/Meta-Learning-for-StarCraft-II-Minigames

We reproduced DeepMind's results and implement a meta-learning (MLSH) agent which can generalize across minigames.

Primary LanguagePython

Meta-Learning for StarCraft II Minigame Strategy

For this project we implemented and tested deep reinforcement learning methods for five SC2LE minigames involving moving units to target locations as well as battles between groups of agents. This project was developed for the course COMS 4995 Deep Learning taught by Prof. Iddo Drori at Columbia University, in Spring 2018. This work is done by Connor Hargus, Jerome Kafrouni and Roop Pal who have contributed equally.

We started our project by partially reproducing the results obtained by DeepMind in their SC2LE publication, as shown by the table above. Then, we implemented a meta-learning strategy showing how an agent's skills can be transferred between minigames.

A draft of our paper can be found here.

Getting started

To get started, follow the instructions on the pysc2 repository. As described in their instructions, make sure that the environment is set up correctly by running:

$ python -m pysc2.bin.agent --map Simple64

Our project relies on a few more packages, that can be installed by running:

$ pip install -r requirements.txt

We have tested our project using python 3 and pysc2 version 1.2, which is the main version currently available.

We are currently training our agents on a google cloud instance with a 4 core CPU and two Tesla K80 GPUs. This configuration might evolve during the project.

Running agents

To run an agent, instead of calling pysc2 directly as in the instructions from DeepMind, run the main.py script of our project, with the agent class passed as a flag. For example, to run the q table agent or the MLSH agent:

$ python -m main --agent=rl_agents.qtable_agent.QTableAgent --map=DefeatRoaches
$ python -m main --agent=rl_agents.mlsh_agent.MLSHAgent --num_subpol=3 --subpol_steps=5 --training

If no agent is specified, the A3C agent is run by default:

$ python -m main --map=DefeatRoaches

A full list of the flags that can be used along with their descriptions is available in the main.py of script. The most important and useful flags are:

  • map: the map on which to run the agent. Should not be used with MLSHAgent which uses a list of maps to use, since MLSH trains on multiple maps.
  • max_agent_steps: the number of steps to perform per episode (after which, episode is stopped). This is used to speed up training by focusing on early states of episodes
  • parallel: number of threads to run, defaults at 1.
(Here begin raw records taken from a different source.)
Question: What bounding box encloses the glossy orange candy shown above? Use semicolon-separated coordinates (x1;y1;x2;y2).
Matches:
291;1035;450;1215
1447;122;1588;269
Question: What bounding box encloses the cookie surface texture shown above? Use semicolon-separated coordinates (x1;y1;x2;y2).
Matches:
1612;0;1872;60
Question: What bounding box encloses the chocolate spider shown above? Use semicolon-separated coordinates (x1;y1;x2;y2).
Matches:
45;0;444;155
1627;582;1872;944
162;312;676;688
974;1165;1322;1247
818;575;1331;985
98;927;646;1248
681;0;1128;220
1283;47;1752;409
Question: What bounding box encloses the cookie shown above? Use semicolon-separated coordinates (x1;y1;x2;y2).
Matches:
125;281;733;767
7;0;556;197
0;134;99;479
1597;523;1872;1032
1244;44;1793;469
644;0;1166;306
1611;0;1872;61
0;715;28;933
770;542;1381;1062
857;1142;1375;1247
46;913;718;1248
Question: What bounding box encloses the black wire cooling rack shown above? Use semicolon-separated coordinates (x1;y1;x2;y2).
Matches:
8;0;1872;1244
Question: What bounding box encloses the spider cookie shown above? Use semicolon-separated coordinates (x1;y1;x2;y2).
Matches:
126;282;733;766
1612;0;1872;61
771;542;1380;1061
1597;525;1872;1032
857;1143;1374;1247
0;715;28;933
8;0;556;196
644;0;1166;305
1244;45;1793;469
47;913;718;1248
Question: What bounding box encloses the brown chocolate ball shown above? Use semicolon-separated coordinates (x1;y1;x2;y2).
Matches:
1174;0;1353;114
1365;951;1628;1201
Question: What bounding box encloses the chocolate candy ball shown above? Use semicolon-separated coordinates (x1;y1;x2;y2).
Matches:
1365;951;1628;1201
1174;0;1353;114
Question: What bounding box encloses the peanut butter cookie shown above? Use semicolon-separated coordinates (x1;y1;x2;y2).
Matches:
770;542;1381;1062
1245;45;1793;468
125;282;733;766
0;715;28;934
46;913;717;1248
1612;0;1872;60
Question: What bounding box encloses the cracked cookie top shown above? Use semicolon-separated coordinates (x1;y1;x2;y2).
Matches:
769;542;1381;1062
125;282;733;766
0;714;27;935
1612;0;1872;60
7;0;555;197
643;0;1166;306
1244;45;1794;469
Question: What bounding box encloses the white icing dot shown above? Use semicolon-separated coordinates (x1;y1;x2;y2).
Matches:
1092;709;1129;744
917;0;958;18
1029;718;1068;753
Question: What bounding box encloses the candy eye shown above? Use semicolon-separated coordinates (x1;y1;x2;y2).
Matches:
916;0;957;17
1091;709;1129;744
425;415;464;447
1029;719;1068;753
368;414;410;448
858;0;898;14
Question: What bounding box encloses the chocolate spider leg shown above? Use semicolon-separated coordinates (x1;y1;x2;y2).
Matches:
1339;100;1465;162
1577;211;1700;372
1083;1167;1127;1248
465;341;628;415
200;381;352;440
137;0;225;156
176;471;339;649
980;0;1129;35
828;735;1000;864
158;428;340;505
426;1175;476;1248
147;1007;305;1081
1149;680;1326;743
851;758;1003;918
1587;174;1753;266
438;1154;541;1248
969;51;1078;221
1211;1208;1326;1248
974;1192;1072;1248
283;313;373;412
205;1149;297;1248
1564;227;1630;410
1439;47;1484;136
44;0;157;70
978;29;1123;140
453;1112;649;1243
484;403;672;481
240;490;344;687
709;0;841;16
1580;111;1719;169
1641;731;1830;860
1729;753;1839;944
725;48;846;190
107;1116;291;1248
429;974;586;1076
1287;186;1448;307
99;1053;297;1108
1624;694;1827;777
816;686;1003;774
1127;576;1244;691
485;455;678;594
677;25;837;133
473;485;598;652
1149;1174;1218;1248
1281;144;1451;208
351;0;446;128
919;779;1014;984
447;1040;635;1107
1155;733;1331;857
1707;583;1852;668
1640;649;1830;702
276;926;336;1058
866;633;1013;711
Flags specific to the MLSHAgent:

  • num_subpol: number of subpolicies to train and use
  • subpol_steps: periodicity of subpolicy choices done by the master policy (in game steps)
  • warmup_len: number of episodes during which only the master subpolicy is trained
  • join_len: number of episodes during which both master and subpolicies are trained

Introduction

Deep reinforcement learning has made significant strides in recent years, with results achieved in board games such as Go. However, there are a number of obstacles preventing such methods from being applied to more real-world situations. For instance, more realistic strategic situations often involve much larger spaces of possible states and actions, an environment state which is only partially observed, multiple agents to control, and a necessity for long-term strategies involving not hundreds but thousands or tens of thousands of steps. It has thus been suggested that creating learning algorithms which outperform humans in playing real-time strategy (RTS) video games would signal a more generalizable result about the ability of a computer to make decisions in the real world.

Of the current RTS games on the market, StarCraft II is one of the most popular. The recent release by Google’s DeepMind of SC2LE (StarCraft II Learning Environment) presents an interface with which to train deep reinforcement learners to compete in the game, both in smaller “minigames” and on full matches. The SC2LE environment is described on DeepMind's github repo.

In this project, we focus on solving a variety of minigames, which capture various aspects of the full StarCraft II game. These minigames focus on tasks such as gathering resources, moving to waypoints, finding enemies, or skirmishing with units. In each case the player is given a homogeneous set of units (marines), and a reward is based off the minigame (+5 for defeating each enemy roach in DefeatRoaches, for example).

Our work

We first implemented and tested "baseline" agents that will let us evaluate more complex reinforcement learning agents. We compare our results with "random" agents that choose any random action at each step, and simple scripted agents that intend to solve the minigame with a simple deterministic policy. The scripted agents can be found in the folder scripted_agents.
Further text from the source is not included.